The barriers to women in science, technology, engineering, and mathematics (STEM) fields in the US, in particular, are many. Hooded: A Black Girl’s Guide to the PhD by Trinidad-born engineer Dr Malika Grayson asks the question, “How do you survive graduate school when you're the only Black woman in a predominantly white space?”
The book explores the unexamined experiences of black women in higher education. From racism, navigating feelings of self-doubt, to confronting microaggressions, black women face an uphill battle as they earn advanced degrees in majority white institutions and departments. Having a voice means facing retaliation or dismissal, while staying silent becomes a heavy burden all its own.
In Hooded, Grayson offers an account of surviving and thriving as a doctoral candidate in STEM. Grayson, who currently resides in Virginia, left Trinidad at age 19 to attend Adelphi University where she got her undergraduate degree in physics.
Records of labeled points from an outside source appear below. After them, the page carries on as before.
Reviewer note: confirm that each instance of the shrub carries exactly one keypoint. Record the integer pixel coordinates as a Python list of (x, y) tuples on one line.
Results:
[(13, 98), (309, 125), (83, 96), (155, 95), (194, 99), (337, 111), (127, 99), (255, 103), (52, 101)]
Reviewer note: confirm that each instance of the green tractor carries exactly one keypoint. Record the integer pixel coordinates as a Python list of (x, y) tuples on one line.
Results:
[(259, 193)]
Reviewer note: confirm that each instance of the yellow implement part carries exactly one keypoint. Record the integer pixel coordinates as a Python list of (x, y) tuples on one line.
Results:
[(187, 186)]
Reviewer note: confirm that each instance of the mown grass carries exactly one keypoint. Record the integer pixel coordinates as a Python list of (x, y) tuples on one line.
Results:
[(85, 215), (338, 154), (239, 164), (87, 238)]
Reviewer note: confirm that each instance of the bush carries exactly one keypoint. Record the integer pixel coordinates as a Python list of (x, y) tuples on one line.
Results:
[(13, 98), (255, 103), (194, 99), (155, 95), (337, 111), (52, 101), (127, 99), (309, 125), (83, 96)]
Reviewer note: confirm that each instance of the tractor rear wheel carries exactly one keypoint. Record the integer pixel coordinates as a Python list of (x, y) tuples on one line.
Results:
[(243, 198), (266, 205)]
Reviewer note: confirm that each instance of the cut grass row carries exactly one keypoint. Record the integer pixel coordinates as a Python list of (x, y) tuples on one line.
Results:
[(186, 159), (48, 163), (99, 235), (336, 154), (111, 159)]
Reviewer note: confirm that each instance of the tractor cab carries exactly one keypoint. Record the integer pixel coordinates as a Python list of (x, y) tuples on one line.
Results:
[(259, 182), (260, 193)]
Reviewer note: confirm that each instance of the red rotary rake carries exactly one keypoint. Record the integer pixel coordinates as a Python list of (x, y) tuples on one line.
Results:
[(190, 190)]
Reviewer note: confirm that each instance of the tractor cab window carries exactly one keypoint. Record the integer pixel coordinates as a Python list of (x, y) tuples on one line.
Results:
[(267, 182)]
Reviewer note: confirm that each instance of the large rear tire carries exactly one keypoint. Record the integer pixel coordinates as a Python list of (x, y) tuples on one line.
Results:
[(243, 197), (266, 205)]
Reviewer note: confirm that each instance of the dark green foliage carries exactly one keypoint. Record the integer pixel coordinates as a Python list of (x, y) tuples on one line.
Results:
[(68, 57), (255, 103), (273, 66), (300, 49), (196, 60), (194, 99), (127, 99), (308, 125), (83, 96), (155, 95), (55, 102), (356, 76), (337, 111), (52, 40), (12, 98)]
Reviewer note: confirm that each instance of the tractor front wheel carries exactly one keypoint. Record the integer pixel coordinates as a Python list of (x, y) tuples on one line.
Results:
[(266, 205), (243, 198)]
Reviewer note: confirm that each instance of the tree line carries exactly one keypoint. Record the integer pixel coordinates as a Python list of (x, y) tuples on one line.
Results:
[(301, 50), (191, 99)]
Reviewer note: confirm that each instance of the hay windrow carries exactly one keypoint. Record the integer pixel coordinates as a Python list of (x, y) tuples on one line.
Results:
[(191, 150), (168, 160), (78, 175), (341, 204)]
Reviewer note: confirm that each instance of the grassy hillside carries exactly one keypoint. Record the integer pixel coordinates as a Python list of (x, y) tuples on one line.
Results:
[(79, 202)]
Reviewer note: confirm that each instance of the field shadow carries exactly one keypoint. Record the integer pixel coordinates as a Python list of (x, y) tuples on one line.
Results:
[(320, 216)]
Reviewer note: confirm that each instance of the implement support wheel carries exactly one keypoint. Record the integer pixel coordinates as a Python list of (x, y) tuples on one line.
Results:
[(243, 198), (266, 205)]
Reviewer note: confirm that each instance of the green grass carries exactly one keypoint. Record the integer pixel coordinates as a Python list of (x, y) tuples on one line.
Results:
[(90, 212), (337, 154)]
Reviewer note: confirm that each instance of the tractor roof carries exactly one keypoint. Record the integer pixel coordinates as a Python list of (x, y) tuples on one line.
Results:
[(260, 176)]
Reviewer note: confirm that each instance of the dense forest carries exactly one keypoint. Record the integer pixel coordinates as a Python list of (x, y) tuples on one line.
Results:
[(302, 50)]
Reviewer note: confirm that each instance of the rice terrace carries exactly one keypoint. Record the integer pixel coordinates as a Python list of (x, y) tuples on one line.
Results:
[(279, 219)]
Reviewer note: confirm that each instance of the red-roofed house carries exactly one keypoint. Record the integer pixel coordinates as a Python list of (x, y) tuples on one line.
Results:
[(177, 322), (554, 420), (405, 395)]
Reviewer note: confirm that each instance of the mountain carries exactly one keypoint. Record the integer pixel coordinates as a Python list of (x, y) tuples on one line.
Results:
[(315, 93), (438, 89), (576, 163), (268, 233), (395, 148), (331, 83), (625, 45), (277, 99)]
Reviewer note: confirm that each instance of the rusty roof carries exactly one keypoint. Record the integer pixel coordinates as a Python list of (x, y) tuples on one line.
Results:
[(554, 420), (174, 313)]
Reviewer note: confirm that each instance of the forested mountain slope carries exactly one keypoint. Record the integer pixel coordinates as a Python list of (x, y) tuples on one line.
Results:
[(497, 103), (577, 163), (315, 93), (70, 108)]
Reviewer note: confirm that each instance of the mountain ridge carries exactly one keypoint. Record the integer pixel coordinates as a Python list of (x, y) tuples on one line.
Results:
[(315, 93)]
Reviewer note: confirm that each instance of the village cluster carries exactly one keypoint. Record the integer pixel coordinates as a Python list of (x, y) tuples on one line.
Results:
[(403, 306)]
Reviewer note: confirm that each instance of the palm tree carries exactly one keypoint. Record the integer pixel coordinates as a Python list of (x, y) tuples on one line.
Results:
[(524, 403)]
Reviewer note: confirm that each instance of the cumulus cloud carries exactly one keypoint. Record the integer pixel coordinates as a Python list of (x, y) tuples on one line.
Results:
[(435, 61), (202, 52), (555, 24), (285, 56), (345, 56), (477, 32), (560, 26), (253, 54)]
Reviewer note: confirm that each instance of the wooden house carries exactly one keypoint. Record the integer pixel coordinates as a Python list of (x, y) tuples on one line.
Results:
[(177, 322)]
She then pursued her PhD studies at Cornell University where in 2016, she earned her PhD in mechanical engineering with a minor in environmental engineering. She was the second black woman in Cornell’s history to receive her PhD in that subject.
Grayson has been the recipient of many awards, including the Zellman Warhaft Commitment to Diversity Award, National Society of Black Engineers – Mike Shin Award for Distinguished Member of the Year, Adelphi University’s Top 10 Alumni Under 10 and BEYA STEM’s Modern Day Technology Leader. Her work in STEM led to her being named one of TT’s 40 Under 40 Youth Influencers by the country’s then Ministry of Youth and Sports Affairs.
She was also involved with the community while at Cornell, which led to her receiving the Hometown Hero Award. In a 2016 interview, Grayson told Newsday that the National Society of Black Engineers (NSBE) was an integral part of her growth at the university. Another programme which was a source of inspiration was the Diversity Programmes in Engineering (DPE), an office that works within the College of Engineering meant to promote diversity among faculty and students.
Grayson also founded Females of Culture United for Success (Focus) as an advocacy group for women of all cultures “to remove the ethnic barriers while creating awareness about diversity on campus. As an organisation, we hosted seminars that dealt with many topics including preparing women for success, stereotyping in the media, and women’s health.”
Speaking at the Women of Colour Conference addressing “Graduate Women of Colour in STEM” in 2015, Grayson stressed the importance of building a network, both with peers and professionals in the field.
“I also stressed that stepping out of your comfort zone and taking advantages of the opportunities that present themselves are beneficial to your overall confidence and growth. Being a double minority (black women) in STEM, women often suffer with imposter syndrome. Many feel alone and inadequate in situations like this when in actuality there are a number of students who feel this way. The attendees were reminded that they are at the level they are at by their own merit.”
Written for all those who have never seen themselves represented in their chosen career, Hooded provides practical survival strategies, mental health tips, and ideas for creating community and leaving a lasting legacy.
“With this essential resource, you won't feel quite as alone — and you might even become your own, unexpected hero.”
Hooded: A Black Girl’s Guide to the PhD is available on Amazon.